Now, even though the rasterizer has a simple fixed-function job to do, it does some pretty clever things whenever hierarchical Z-buffering (Hi-Z) is applicable. Given the fact that all primitives are planar, if the rasterizer can be guaranteed that a fragment shader is not going to alter the depth, it can perform a coarse-grained (e.g. 1 test per-tile in the compressed depth buffer) depth test using a min/max depth value and kill multiple fragments before shading/blending. If this coarse-grained test passes, or if the fragment shader writes its own depth, then each fragment must be shaded and then tested against the depth buffer on an individual basis afterwards. Now, in your case, the fragment shader is pretty simple so the expense of unnecessarily shading fragments will not be as much as it typically would be and blending is also not a factor in a depth-only pass.
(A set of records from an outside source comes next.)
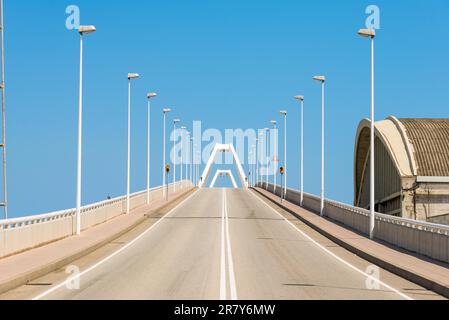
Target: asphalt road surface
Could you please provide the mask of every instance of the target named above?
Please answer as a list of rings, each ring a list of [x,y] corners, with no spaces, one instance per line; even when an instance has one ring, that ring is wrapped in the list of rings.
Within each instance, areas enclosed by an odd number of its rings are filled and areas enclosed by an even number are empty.
[[[35,299],[436,299],[249,190],[203,189]],[[377,280],[379,279],[379,280]],[[79,284],[79,288],[78,288]],[[31,292],[31,293],[30,293]]]

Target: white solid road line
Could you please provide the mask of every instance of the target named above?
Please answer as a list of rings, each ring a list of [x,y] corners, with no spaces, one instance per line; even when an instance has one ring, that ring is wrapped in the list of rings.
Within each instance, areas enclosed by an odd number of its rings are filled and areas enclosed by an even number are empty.
[[[225,241],[225,191],[221,196],[221,261],[220,261],[220,300],[226,300],[226,241]]]
[[[228,204],[226,199],[226,189],[222,192],[221,209],[221,263],[220,263],[220,300],[227,300],[226,274],[229,278],[229,288],[231,290],[231,300],[237,300],[237,287],[235,285],[234,260],[232,259],[231,237],[229,233]],[[226,260],[228,269],[226,270]],[[227,272],[226,272],[227,271]]]
[[[58,285],[48,289],[47,291],[39,294],[38,296],[34,297],[32,300],[40,300],[46,296],[48,296],[49,294],[55,292],[56,290],[62,288],[63,286],[66,286],[68,283],[73,282],[77,279],[81,279],[81,277],[87,273],[89,273],[90,271],[98,268],[99,266],[101,266],[102,264],[104,264],[105,262],[109,261],[110,259],[114,258],[116,255],[120,254],[121,252],[125,251],[126,249],[128,249],[129,247],[131,247],[133,244],[135,244],[137,241],[139,241],[140,239],[142,239],[145,235],[147,235],[151,230],[153,230],[156,226],[158,226],[162,221],[164,221],[170,214],[172,214],[176,209],[178,209],[180,206],[182,206],[184,203],[186,203],[187,201],[189,201],[193,196],[198,194],[199,190],[196,190],[194,193],[192,193],[189,197],[187,197],[186,199],[184,199],[182,202],[180,202],[177,206],[175,206],[173,209],[171,209],[169,212],[167,212],[162,218],[160,218],[155,224],[153,224],[151,227],[149,227],[147,230],[145,230],[142,234],[140,234],[138,237],[136,237],[135,239],[133,239],[131,242],[127,243],[126,245],[124,245],[123,247],[121,247],[120,249],[118,249],[117,251],[115,251],[114,253],[112,253],[111,255],[107,256],[106,258],[104,258],[103,260],[101,260],[100,262],[94,264],[93,266],[89,267],[88,269],[84,270],[83,272],[80,272],[79,274],[77,274],[76,276],[73,277],[69,277],[67,280],[59,283]]]
[[[266,205],[268,208],[270,208],[272,211],[276,212],[276,214],[278,214],[279,216],[282,217],[282,219],[284,221],[286,221],[290,226],[292,226],[293,228],[295,228],[296,231],[298,231],[299,233],[301,233],[305,238],[307,238],[308,240],[310,240],[313,244],[315,244],[316,246],[318,246],[320,249],[322,249],[324,252],[326,252],[327,254],[329,254],[330,256],[332,256],[333,258],[337,259],[338,261],[340,261],[341,263],[343,263],[344,265],[346,265],[347,267],[351,268],[352,270],[364,275],[365,277],[367,277],[367,279],[370,279],[376,283],[378,283],[379,285],[391,290],[392,292],[398,294],[399,296],[401,296],[402,298],[406,299],[406,300],[414,300],[411,297],[407,296],[406,294],[402,293],[401,291],[399,291],[398,289],[395,289],[393,287],[391,287],[390,285],[386,284],[385,282],[373,277],[372,275],[360,270],[359,268],[353,266],[352,264],[350,264],[349,262],[347,262],[346,260],[343,260],[342,258],[340,258],[339,256],[337,256],[335,253],[331,252],[330,250],[328,250],[327,248],[325,248],[324,246],[322,246],[321,244],[319,244],[318,242],[316,242],[315,240],[313,240],[310,236],[308,236],[306,233],[304,233],[301,229],[299,229],[297,226],[295,226],[292,222],[290,222],[287,218],[285,218],[280,212],[278,212],[276,209],[274,209],[273,207],[271,207],[270,205],[268,205],[268,203],[266,203],[261,196],[258,196],[254,193],[255,191],[249,191],[249,193],[251,193],[254,197],[256,197],[257,199],[259,199],[264,205]]]
[[[224,208],[226,214],[226,239],[227,239],[227,251],[228,251],[228,271],[229,271],[229,286],[231,288],[231,300],[237,300],[237,287],[235,285],[235,274],[234,274],[234,260],[232,259],[232,246],[231,246],[231,236],[229,233],[229,215],[228,215],[228,204],[226,199],[226,190],[224,192]]]

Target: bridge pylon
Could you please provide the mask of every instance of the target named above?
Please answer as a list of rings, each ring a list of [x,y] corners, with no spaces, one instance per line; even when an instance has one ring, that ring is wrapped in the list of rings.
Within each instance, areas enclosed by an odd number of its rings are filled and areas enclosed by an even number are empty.
[[[207,183],[207,179],[209,178],[210,171],[212,169],[212,165],[215,162],[215,157],[218,152],[230,152],[232,156],[234,157],[234,162],[237,167],[237,172],[240,178],[240,182],[242,183],[243,188],[248,188],[248,178],[245,175],[245,171],[243,170],[242,163],[240,162],[240,159],[237,155],[237,152],[235,152],[235,148],[232,144],[216,144],[214,147],[214,150],[212,151],[209,160],[207,161],[206,167],[204,168],[203,174],[200,178],[200,183],[198,185],[199,188],[203,188],[204,185]]]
However, having to do a late depth test per-fragment on primitives that are completely occluded is a waste of time that Hi-Z could have avoided. A lot of the measurable expense of depth-only rendering is actually front-end CPU overhead caused by the draw call(s) themselves (state validation, command serialization, etc.). Assuming your depth-only pass is batched efficiently, you can squeeze out a little bit more performance by making the depth test more efficient. Just do not expect to see a huge improvement in performance, there are multiple reasons described above why Hi-Z works better for more traditional rendering.
By the way, if you want a visual summary of most of what I just explained, have a look here.
Back to your original question...
In the end, properly exploiting hierarchical Z-buffering during the construction of your shadow map is not going to produce huge performance gains, but it can outweigh the gains to be had by reducing the number of arithmetic instructions necessary to compare depth. It mostly depends on how frequently you update your shadow map. On the one hand, it really does not matter how efficient the hardware fills your shadow map if you only do it once (static). On the other hand, if you have to draw 6 independent shadow maps per-light per-frame there will be a real measurable improvement in performance if you can decrease the amount of time it takes to draw each of those.
The elephant in the room here that is not being considered is the amount of time it takes to fetch the depth from a shadow map in the first place (much more time than your comparison). You can speed up shadow map construction and comparison all you want, but some of the biggest benefits come from improving the re-construction (sampling) performance.
Anti-aliasing VSM shadows, for example, can be done using traditional texture filtering instead of the multiple convoluted samples and comparisons you have to perform for other techniques. This makes anti-aliased re-construction from a VSM more efficient. Because VSM is based on variance, it does not require the storage of perspective depth... you can use linear distance if you want, it makes no difference for this algorithm. Even though the construction (storing d and d2) is more complicated, if you need anti-aliasing, it can be more efficient.
Clearly there is no one-size-fits-all, what you store in your shadow map largely depends on your algorithm.